Ama 1950'den sonraki rakamlar tam bir yüz karası: 59 yılda topu topu 2 bin kilometreyi bile bulmayan yeni bir yol döşenmiş, eski şebekenin de ancak bir kısmı yenilenmiş. Kaza çokluğunun başlıca nedeni bu.
Demiryolu ayıpları bundan ibaret değil ki…
Türkiye, ileri teknolojide üretim yaptığı halde ülkesinin başka yerlerine demiryoluyla bağlı olmayan koskoca Erdemir tesisleriyle, belki de dünyanın tek demir-çelik fabrikasını barındırıyor Karadeniz Ereğli'de. Zonguldak'ın Kozlu'su ile Ereğli'nin Armutçuk'u arasında 30 kilometreden de az tutacak demiryolu bağlantısı hala kurulamadı. Fabrikanın yanı başındaki kömür yalnız deniz yoluyla gelmekte, çelik sanayi ürünleri ülkenin iç yerlerine Düzce karayolu üzerinden kamyonlarla taşınmakta.
Eskiden transit limanı olarak bilinen Trabzon demiryolu bağlantısı olmadığı için söndü.
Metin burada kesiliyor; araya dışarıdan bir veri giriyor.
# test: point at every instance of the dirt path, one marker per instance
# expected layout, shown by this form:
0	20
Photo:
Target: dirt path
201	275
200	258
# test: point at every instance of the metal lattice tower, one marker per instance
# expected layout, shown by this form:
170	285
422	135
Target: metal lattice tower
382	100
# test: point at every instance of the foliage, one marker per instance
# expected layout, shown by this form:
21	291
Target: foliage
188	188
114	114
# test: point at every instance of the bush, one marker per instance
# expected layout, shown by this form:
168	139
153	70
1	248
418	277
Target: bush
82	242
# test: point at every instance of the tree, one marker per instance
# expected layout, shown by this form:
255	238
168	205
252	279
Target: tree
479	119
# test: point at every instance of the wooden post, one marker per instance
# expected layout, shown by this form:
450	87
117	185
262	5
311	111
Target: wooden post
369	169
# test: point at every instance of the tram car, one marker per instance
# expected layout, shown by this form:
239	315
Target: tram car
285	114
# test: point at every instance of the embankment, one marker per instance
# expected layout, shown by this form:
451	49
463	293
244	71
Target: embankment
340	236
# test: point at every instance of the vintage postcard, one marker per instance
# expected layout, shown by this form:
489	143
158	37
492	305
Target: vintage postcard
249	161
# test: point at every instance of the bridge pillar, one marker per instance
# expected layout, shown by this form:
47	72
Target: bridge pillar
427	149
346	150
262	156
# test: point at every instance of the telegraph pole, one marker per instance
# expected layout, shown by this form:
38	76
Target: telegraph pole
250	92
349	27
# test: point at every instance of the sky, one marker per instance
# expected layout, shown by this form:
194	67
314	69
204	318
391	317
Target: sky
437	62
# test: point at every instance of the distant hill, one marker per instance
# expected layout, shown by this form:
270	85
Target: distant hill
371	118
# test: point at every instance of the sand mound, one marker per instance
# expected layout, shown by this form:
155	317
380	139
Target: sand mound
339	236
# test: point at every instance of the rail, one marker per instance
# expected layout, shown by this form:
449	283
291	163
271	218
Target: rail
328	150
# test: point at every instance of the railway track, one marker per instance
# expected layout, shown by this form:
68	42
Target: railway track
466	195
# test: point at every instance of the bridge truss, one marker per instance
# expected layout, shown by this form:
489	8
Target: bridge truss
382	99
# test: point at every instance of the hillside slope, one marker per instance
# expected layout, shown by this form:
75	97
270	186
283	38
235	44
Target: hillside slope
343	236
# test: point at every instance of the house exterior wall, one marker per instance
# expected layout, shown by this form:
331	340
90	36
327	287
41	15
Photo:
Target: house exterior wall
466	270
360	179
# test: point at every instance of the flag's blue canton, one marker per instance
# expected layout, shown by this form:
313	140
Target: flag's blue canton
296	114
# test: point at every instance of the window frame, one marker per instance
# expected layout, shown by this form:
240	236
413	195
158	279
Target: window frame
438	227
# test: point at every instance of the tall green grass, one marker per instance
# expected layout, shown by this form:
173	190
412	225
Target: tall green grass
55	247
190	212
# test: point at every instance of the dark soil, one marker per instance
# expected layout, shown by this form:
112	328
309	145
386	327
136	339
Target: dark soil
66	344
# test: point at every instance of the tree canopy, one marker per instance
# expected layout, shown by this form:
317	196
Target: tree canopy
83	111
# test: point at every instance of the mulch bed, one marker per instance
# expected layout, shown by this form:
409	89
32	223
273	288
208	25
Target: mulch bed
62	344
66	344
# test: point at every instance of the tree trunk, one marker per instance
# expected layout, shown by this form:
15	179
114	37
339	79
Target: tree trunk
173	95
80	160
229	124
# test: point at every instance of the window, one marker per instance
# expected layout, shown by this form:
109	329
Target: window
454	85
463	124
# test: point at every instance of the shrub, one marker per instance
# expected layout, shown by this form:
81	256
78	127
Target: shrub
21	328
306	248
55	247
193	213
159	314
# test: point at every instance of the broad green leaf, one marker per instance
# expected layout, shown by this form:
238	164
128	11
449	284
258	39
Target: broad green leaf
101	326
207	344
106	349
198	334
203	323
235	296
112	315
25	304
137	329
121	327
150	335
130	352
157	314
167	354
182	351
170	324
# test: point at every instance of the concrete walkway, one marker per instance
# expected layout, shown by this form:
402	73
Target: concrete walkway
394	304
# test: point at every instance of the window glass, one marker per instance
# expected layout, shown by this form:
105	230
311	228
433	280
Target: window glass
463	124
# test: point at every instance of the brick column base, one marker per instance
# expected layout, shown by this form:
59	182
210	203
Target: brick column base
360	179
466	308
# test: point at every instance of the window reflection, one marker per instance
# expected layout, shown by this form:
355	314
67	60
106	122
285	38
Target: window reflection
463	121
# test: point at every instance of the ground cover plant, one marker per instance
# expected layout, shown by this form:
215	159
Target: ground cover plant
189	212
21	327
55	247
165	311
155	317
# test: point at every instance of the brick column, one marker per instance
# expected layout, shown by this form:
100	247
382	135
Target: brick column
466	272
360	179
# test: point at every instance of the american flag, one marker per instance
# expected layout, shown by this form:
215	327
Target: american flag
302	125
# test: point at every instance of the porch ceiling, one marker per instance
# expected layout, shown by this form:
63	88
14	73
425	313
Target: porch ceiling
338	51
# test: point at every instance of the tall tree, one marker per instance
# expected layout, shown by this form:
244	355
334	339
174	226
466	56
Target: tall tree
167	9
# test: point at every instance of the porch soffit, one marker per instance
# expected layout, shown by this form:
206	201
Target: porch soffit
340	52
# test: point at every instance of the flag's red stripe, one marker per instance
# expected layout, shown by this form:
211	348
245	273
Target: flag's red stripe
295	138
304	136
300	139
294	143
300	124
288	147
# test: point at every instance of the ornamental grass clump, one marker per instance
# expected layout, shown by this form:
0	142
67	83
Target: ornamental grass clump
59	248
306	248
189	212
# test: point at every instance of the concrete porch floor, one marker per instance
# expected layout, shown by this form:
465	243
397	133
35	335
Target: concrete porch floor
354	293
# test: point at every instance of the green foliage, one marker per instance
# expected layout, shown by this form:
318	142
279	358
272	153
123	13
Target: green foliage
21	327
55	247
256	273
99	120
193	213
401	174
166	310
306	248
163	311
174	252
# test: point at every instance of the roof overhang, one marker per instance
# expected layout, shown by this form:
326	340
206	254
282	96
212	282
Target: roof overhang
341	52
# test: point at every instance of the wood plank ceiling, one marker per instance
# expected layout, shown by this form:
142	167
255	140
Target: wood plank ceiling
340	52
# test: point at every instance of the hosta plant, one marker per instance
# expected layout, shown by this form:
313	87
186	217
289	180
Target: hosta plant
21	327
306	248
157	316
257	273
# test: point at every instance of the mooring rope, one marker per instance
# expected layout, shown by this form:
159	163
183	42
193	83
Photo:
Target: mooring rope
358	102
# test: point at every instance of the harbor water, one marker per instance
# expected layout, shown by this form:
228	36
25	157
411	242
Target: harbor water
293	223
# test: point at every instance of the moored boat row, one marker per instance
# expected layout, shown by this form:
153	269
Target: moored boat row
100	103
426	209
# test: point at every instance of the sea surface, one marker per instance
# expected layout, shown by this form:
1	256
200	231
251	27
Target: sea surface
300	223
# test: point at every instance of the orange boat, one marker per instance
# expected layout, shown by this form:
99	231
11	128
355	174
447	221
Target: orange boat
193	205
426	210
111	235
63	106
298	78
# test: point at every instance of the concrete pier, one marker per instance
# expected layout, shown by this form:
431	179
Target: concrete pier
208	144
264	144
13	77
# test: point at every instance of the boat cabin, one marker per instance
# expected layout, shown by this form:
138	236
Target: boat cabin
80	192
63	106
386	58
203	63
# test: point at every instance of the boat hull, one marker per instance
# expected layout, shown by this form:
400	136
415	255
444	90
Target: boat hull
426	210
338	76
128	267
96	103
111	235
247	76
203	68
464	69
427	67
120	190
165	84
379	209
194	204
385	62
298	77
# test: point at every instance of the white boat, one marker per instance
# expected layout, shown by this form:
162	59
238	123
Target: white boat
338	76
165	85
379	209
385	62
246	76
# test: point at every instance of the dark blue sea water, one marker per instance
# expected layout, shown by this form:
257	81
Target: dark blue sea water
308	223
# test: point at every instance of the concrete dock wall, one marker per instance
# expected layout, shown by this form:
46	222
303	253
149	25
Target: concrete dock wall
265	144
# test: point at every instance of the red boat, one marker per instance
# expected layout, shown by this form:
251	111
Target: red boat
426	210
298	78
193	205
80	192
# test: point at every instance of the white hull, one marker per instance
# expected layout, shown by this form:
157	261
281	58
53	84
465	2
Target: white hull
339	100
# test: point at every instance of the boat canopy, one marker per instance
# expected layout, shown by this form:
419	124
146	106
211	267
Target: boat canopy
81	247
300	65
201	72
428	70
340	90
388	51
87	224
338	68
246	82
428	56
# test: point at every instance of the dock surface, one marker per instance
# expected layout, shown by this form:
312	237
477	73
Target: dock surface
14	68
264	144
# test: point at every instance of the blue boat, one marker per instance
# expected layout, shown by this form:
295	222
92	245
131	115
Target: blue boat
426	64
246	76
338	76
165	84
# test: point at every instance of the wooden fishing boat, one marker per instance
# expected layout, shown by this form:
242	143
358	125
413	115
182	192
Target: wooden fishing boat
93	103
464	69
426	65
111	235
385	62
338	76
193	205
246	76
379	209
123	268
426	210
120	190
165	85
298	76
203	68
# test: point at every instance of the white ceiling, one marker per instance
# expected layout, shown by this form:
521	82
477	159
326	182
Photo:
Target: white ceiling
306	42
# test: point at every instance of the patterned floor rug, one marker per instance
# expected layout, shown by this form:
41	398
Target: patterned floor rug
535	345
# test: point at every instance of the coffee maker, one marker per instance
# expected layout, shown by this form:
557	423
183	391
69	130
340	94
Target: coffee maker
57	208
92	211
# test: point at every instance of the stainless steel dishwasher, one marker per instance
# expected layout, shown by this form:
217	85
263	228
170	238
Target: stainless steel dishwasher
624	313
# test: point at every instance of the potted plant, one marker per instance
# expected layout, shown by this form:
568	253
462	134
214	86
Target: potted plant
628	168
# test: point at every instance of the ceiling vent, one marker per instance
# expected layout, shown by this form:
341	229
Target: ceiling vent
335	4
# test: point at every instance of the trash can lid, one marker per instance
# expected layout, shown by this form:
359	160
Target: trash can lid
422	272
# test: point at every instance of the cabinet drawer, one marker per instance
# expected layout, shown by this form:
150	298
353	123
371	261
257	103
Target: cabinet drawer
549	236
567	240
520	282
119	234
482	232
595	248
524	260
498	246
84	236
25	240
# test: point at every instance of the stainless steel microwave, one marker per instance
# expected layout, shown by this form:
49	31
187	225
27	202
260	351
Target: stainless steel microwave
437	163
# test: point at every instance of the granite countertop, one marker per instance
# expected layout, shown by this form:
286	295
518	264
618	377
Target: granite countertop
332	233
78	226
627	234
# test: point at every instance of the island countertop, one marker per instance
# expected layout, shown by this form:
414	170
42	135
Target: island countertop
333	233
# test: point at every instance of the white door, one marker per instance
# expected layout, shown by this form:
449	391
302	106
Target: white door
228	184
Karadeniz kıyısı boyunca deniz taşımacılığı ile iç merkezlere uzanacak demiryolu taşımacılığını bütünleştirici bir ulaşım sistemi yerine anlamsız 'sahil yolu' ucubesiyle denizin de karanın da canına okundu.
Sözde büyük merkez Antalya'nın demiryolu yok.
Plansızlığın, savurganlığın, akılsızlığın bu kadarı fazla değil mi?
Demiryolu yerine karayolunun tercih edilmesi, Ali Ekber Çakar'ın anlatımıyla 'NATO üyeliği'nin bir sonucu mudur? Yoksa, ekonominin geneline musallat olmuş 'otomotiv çıkarcıları'nın şahane bir başarısı mı söz konusu?
Bazı durumlarda karayolu taşımacılığının pratikliğini elbet kimse yadsıyamaz. Ama, özellikle petrolü ve kauçuğu olmayan, o alandaki imalatçılığı montajcılıktan ve yan sanayicilikten öteye geçmeyen 75 milyonluk bir ülkenin otomotive teslim olması da hiçbir mantıkla izah edilemez.
Her alanda iyi yetişmiş insanı hiç de eksik olmayan Türkiye'de bir damlacık bile akıl da mı kalmamıştır ki, coğrafyanın bütün olanaklarını iyi kullanıp her türlü taşımacılığı birbirleriyle uyumlu kullanmak varken böylesine aşikâr bir tuzağa düşmüşlükten bir türlü çıkılamamıştır?